Archive for the ‘Global Criminals’ Category
I fly a lot
I am a frequent flyer. Usually short-haul. Naturally, like many of my contemporaries, the news of the loss of the German Wings Airbus A320 over the Alps en route to Düsseldorf from Barcelona, was shocking. There was an horrendous loss of life on board, each with grieving families and friends.
We now know that the crash was no accident. The First Officer, Andreas Lubitz, deliberately and consciously crashed the plane. We find that those doors that are always locked in order to protect us from the enemy without are no protection from the enemy within; namely those in the cockpit. Lubitz, it seems, was a privileged white man from a well-to-do family living in a quiet rural town conveniently connected to Frankfurt with a high-speed rail link. His father was a banker.
Lubitz perhaps saw his privilege slipping away. His poor mental health, seemingly, did not disqualify him from flying commercial aircraft.

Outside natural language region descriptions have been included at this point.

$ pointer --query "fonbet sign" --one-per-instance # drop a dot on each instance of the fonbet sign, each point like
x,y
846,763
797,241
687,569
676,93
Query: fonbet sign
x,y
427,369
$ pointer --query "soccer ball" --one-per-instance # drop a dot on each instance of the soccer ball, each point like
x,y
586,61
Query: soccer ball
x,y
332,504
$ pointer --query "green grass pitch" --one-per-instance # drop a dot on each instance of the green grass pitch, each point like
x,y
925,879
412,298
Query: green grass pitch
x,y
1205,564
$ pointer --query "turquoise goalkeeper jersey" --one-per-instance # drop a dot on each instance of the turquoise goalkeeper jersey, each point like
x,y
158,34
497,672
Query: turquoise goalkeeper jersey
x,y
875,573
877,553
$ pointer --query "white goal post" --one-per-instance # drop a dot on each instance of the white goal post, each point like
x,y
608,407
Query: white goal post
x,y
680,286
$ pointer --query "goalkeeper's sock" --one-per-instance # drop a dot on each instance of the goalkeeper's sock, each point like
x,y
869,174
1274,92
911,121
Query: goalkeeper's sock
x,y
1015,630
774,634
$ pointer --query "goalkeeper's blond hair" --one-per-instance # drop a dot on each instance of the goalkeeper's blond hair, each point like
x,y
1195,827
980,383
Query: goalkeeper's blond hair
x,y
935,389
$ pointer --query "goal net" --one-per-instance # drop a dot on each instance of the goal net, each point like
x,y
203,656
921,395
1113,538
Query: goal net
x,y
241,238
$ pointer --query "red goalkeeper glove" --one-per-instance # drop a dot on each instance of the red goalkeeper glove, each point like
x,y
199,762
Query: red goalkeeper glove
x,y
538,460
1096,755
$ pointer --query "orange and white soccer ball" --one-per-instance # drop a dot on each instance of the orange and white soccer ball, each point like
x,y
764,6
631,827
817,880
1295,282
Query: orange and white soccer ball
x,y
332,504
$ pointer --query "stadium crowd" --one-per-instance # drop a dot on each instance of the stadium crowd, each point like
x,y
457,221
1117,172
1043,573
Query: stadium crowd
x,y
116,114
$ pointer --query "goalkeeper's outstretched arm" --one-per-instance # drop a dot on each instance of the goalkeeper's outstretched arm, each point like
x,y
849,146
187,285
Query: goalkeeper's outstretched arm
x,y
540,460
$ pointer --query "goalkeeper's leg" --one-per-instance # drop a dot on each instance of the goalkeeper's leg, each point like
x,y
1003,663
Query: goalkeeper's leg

And the culpability of Lufthansa, the parent company of German Wings, is significant. People in Lufthansa knew that he was a risk.
Lubitz murdered 149 people.
Goran Hadžić
Picked up – the final of the wanted by the International Criminal Court from the Yugoslav conflict. http://www.guardian.co.uk/world/2011/aug/03/former-yugoslavia-war-crimes-hunt
Global Criminals
23 June 2011
Another one off the list. James J. Bulger picked up yesterday. He’s 81 years old. (See entry 29 May.)
Maybe now there is room on the wanted list for some bankers?
12 June 2011
How interesting and coincidental. My Global Criminals section a couple of weeks ago reported 7 Africans wanted by Interpol. Yesterday, Fazul Abdullah Mohammed, wanted for his alledged involvement in the Nairobi and Dar es Salaam embassy bombings has been allegedly killed by Kenyan authorities. Oddly, Fazul Abdullah Mohammed, was not on the list.
29 May 2011
The time came for the authorities to pick up Ratko Mladić; seemingly no point in sheltering him any longer. Off to The Hague to join Milošević and Karadžić. Osama bin Laden’s time also came, though no Hague court for him, oddly. The picture of Barack Obama (right) watching the execution along with his aides and Hilary Clinton will become iconic for its surrealism. There was a $25 million reward for information leading to his apprehension.
Who’s left? The FBI website still has Bin Laden on its top ten list (though with a red banner supporting the word ‘deceased’). The other nine are petty by comparison worth each a paltry $100k with the exception of James J. Bulger worth $2m with 19 counts of murder to account for. Interpol has 7 Africans from Sudan, Congo and Uganda on its recent list wanted for crimes against humanity. There are still 7 sought for the Rwandan genocide. And with Mladić in custody, the Balkan’s most wanted is Goran Hadžić, wanted for 14 counts of war crimes, most infamously, the 1991 Vukovar massacre of 250 people.
Crimes against humanity are incomparable. That said, crimes against the global economy ought to attract the attention of the International Criminal Court. Some of the accused might be easy to pick up as most are regularly advising Barack Obama on economic policy or sit in Ivy League universities in the US. I recommend readers to view Charles Ferguson’s documentary film, ‘Inside Job’ to view the evidence. It’s also worth looking at Adam Curtis’s latest documentary ‘All Watched Over By Machines of Loving Grace’ to see just how indictable some of the bankers and politicians are.